San Antonio Police Launches Pilot To Help Schools Identify Children Exposed To Trauma
Oftentimes a teacher’s first sign of trauma is when a child acts out.
A pilot program launched this week by the San Antonio Police Department will help schools be more proactive by giving them advanced notice that a student might have been exposed to violence or other potentially traumatizing events involving the police.
“The ultimate goal is to help children succeed in school,” said Police Chief William McManus at a news conference Wednesday, announcing the pilot in partnership with the San Antonio, East Central and North East independent school districts.
The message sent to schools will include the students’ name, age, school and the phrase “handle with care.” No details of the incident will be shared with school staff in order to protect the child’s privacy.
Department spokesman Doug Greene said SAPD officers are glad for the opportunity to better help the kids they see on the job.
“Police officers are parents too, and a lot of the scenes that they go to, this really touches them, breaks their hearts,” Greene said.
About 50 schools are participating in the Handle with Care pilot, including 28 at SAISD, 11 at NEISD and eight at ECISD. SAISD has 95 schools, NEISD has 68 and ECISD has 10.
“It’s very rare that students do not thrive in school because they do not care,” said East Central Superintendent Roland Toscano. “What we lack often is information that is prompting their lack of effort or attention or whatever it is that is preventing them from thriving.

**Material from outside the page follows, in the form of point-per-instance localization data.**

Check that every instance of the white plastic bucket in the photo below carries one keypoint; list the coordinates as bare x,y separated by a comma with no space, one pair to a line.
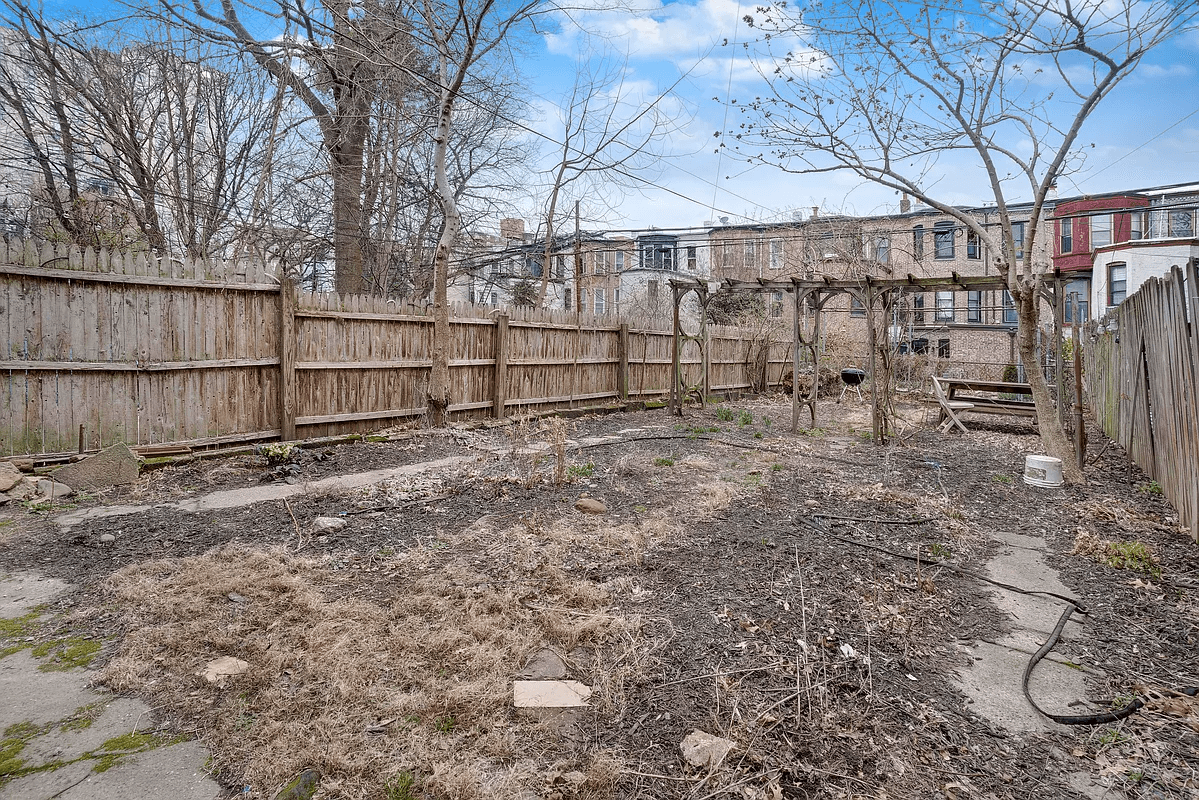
1043,471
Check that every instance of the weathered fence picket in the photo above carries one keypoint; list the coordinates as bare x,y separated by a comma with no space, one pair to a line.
1143,384
149,350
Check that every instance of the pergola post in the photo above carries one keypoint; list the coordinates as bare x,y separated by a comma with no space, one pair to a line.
795,361
1059,312
675,405
872,343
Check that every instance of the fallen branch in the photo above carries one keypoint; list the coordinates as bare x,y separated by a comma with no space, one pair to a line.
878,522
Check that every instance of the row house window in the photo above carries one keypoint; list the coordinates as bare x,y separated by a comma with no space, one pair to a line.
943,240
1118,283
974,247
1137,224
1077,306
1010,316
1101,230
883,250
944,312
974,306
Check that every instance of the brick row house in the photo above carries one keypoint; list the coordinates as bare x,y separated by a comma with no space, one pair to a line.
1103,246
1109,245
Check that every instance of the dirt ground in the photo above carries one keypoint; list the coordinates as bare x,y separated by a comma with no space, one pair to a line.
717,591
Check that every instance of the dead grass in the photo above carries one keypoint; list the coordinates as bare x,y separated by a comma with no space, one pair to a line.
411,674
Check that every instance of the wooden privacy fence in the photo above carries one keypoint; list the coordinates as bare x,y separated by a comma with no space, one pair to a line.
1143,380
104,347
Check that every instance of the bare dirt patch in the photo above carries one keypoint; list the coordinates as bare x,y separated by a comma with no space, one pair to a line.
717,593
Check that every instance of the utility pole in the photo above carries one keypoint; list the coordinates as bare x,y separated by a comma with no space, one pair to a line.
578,262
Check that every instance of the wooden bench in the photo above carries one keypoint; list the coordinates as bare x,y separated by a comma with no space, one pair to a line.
950,408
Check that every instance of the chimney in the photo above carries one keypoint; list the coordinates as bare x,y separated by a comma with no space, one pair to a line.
512,229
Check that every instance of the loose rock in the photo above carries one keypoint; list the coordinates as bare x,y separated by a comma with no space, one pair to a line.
301,787
8,476
53,489
329,524
221,668
114,465
544,666
704,750
590,505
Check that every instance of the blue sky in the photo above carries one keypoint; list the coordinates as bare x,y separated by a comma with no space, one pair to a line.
1145,133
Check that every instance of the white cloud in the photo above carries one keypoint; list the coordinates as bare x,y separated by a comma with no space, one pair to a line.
1155,72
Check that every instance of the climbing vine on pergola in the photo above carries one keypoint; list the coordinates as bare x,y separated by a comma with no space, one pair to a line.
875,295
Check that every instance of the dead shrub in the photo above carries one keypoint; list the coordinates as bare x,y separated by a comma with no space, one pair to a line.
410,677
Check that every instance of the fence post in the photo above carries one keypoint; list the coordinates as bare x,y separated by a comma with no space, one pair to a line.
501,366
287,360
622,366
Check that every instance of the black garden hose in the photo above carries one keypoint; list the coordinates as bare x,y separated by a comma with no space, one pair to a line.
1072,606
1102,717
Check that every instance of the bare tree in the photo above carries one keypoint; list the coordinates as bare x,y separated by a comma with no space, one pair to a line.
154,139
604,140
332,55
464,36
895,91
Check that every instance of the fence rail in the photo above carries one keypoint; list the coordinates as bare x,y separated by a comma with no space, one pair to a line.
151,350
1143,383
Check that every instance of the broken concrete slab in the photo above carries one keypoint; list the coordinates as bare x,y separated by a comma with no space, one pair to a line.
217,669
175,771
703,750
42,697
120,716
22,591
116,465
53,489
546,665
47,785
549,693
1086,786
993,684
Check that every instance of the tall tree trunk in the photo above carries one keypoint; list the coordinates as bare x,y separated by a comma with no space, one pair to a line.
347,157
439,376
1052,433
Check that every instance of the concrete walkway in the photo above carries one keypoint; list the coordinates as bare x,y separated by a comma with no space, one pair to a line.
252,494
67,741
992,683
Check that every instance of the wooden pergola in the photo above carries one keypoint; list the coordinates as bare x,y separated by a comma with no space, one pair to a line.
869,292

So the more information that we have, the more likely we are able to serve them with the right lens of empathy.”
East Central also has a districtwide program called EC Cares that trains all staff, from bus drivers to cafeteria workers, to recognize signs of trauma.
San Antonio ISD Superintendent Pedro Martinez said his district has a limited number of social workers and counselors, and this program will help ensure his staff goes where they are needed.
The Handle with Care pilot is modeled after a program adopted by West Virginia State Police in 2013. Officials said it could expand to other schools, including charter and private schools, and to other police departments after they take stock of the success of the first semester in May.